Any rake that operates on the ground will put dirt, manure, etc in your hay. Beef cattle type hay, that is not a problem, horse quality hay where people will examine with their hands every flake of hay, this becomes a concern. We actually had a problem with some meadow hay out of CO last year for this very reason with elk droppings being raked into the hay. Looks very bad to the consumer! For top quality hay, you need to rake the hay off the stubble, not off the ground!


----------



## hayray

As far as economical and effectiveness and practical, the wheel rake usually is the easiest and fastest and cost effective. Rotary rakes will make a much nicer windrow and are better for re-raking rows, but are alot more expensive and have more breakdowns. I have a Gehl bi-fold wheel rake that I have had for 17 years and the only thing I have done with it is finally staring last year putting new teeth on it. I rake two rows at a time and there is no way I would ever go back to bar rakes or consider buying a rotary rake.


----------



## mlappin

Production Acres said:


> Any rake that operates on the ground will put dirt, manure, etc in your hay.......................... For top quality hay, you need to rake the hay off the stubble, not off the ground!


Depends on the wheel rake.

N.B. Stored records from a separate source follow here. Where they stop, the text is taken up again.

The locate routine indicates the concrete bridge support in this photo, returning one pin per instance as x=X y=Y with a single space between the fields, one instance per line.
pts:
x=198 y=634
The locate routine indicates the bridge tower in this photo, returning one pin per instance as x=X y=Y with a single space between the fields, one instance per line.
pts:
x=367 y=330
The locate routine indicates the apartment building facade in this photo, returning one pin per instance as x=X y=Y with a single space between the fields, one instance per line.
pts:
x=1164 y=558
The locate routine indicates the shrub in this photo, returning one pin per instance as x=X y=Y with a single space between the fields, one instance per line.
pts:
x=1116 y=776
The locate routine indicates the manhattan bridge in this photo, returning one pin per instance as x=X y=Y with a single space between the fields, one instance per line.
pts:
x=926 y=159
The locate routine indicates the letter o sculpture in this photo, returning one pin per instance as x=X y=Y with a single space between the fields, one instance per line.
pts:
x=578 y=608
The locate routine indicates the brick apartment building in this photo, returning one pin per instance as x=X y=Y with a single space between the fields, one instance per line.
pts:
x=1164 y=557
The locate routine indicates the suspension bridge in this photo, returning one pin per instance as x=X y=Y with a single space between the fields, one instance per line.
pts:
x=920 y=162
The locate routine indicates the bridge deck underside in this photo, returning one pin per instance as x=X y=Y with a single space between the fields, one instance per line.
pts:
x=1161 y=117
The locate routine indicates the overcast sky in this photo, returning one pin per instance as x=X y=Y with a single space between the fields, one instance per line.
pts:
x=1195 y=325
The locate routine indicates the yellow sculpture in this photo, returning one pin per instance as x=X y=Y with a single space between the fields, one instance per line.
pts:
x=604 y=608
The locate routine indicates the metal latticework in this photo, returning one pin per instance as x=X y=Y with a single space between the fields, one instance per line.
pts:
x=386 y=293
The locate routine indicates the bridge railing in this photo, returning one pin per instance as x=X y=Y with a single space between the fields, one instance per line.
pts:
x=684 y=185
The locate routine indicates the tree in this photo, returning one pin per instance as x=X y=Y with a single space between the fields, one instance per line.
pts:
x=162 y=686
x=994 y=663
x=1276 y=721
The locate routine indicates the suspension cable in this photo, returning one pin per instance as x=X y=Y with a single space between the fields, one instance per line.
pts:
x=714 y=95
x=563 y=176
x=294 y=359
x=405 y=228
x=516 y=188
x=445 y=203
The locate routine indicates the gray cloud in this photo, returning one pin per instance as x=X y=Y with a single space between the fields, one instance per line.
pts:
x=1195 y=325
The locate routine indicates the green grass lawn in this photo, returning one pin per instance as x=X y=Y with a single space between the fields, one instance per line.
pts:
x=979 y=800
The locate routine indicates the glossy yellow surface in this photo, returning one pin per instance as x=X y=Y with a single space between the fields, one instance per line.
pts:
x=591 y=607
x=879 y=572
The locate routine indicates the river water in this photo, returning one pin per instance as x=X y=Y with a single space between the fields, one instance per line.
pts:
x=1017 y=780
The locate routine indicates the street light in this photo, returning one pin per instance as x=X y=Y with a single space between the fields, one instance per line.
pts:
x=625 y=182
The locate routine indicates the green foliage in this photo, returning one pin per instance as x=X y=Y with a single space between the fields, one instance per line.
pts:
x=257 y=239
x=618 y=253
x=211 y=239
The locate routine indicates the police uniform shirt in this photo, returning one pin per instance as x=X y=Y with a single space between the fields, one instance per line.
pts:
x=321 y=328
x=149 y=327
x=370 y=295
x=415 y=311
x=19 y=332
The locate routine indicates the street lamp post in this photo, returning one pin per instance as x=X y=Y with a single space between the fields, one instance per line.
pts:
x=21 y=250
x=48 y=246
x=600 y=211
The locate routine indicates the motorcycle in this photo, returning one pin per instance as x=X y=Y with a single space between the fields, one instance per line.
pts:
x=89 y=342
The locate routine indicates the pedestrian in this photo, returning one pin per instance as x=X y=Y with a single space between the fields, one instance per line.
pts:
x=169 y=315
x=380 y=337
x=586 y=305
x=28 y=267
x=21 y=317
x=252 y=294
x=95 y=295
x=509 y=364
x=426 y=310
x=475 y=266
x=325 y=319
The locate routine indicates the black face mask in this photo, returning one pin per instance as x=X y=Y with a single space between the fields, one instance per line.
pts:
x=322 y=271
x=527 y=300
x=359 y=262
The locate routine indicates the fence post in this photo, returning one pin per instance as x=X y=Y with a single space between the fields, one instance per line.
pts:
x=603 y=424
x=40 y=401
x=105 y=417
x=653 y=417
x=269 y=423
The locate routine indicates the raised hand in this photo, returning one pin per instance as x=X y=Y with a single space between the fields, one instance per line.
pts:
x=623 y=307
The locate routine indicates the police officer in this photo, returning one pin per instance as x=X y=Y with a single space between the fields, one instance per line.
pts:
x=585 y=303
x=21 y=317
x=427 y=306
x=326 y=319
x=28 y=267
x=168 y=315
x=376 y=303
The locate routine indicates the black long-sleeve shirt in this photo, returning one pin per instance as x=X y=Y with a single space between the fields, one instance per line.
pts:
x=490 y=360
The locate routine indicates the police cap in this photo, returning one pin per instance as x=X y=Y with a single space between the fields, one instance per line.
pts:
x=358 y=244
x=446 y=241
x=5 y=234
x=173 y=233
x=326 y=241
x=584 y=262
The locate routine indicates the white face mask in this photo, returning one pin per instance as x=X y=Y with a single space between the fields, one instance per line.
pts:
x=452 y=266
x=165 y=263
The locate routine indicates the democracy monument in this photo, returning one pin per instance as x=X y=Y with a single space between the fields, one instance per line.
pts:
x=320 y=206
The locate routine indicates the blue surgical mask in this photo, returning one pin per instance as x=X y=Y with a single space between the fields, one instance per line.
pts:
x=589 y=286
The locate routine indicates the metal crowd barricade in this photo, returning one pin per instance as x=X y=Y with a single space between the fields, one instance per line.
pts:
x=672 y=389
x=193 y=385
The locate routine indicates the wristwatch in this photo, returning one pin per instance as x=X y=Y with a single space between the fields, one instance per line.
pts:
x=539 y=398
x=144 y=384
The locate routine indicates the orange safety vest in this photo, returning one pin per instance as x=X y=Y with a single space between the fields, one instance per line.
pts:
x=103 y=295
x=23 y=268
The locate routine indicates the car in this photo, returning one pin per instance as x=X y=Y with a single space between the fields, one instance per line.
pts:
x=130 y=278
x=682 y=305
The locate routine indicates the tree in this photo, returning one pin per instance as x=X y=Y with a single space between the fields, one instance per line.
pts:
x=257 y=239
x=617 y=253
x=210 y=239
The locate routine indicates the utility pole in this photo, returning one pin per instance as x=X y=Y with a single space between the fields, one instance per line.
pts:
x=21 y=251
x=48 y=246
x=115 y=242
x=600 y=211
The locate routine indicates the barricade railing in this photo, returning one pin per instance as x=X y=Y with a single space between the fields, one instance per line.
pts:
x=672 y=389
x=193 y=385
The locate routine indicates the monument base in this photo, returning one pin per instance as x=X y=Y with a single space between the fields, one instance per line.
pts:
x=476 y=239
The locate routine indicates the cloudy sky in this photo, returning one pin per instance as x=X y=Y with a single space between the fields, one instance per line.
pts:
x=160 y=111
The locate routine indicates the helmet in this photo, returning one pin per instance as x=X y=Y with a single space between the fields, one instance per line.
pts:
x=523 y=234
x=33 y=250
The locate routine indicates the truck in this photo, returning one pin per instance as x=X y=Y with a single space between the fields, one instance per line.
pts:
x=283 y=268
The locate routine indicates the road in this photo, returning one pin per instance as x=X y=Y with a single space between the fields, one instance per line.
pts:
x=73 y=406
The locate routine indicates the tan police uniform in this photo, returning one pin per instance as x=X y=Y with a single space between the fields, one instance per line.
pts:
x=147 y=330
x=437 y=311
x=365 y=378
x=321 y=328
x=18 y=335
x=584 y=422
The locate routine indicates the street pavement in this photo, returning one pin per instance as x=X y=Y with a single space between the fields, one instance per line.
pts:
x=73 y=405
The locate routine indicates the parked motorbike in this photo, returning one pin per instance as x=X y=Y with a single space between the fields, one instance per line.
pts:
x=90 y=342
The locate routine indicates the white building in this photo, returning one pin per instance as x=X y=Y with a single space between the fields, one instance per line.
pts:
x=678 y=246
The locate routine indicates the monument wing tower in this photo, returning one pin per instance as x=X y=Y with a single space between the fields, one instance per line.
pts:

A friend of mine has a bifold trailer type rake. The raking wheels carry the weight of the frame and dig in horribly. I have the New Holland wheel rake where each wheel is spring loaded and if the rake is adjusted for each field and the conditions, its possible to get 99% of the hay with out any dirt. On a really smooth and level field its possible to get it adjusted so the teeth barely graze the ground and the stubble actually turns the wheels.

On the other hand I also have some really rolling fields that regardless of the rake whether its my wheel rake or Dads old bar rakes, you can either leave some hay and not dig in, or try to get all the hay and run the teeth in the ground here and there. These are rolling enough that the same holds true while tedding.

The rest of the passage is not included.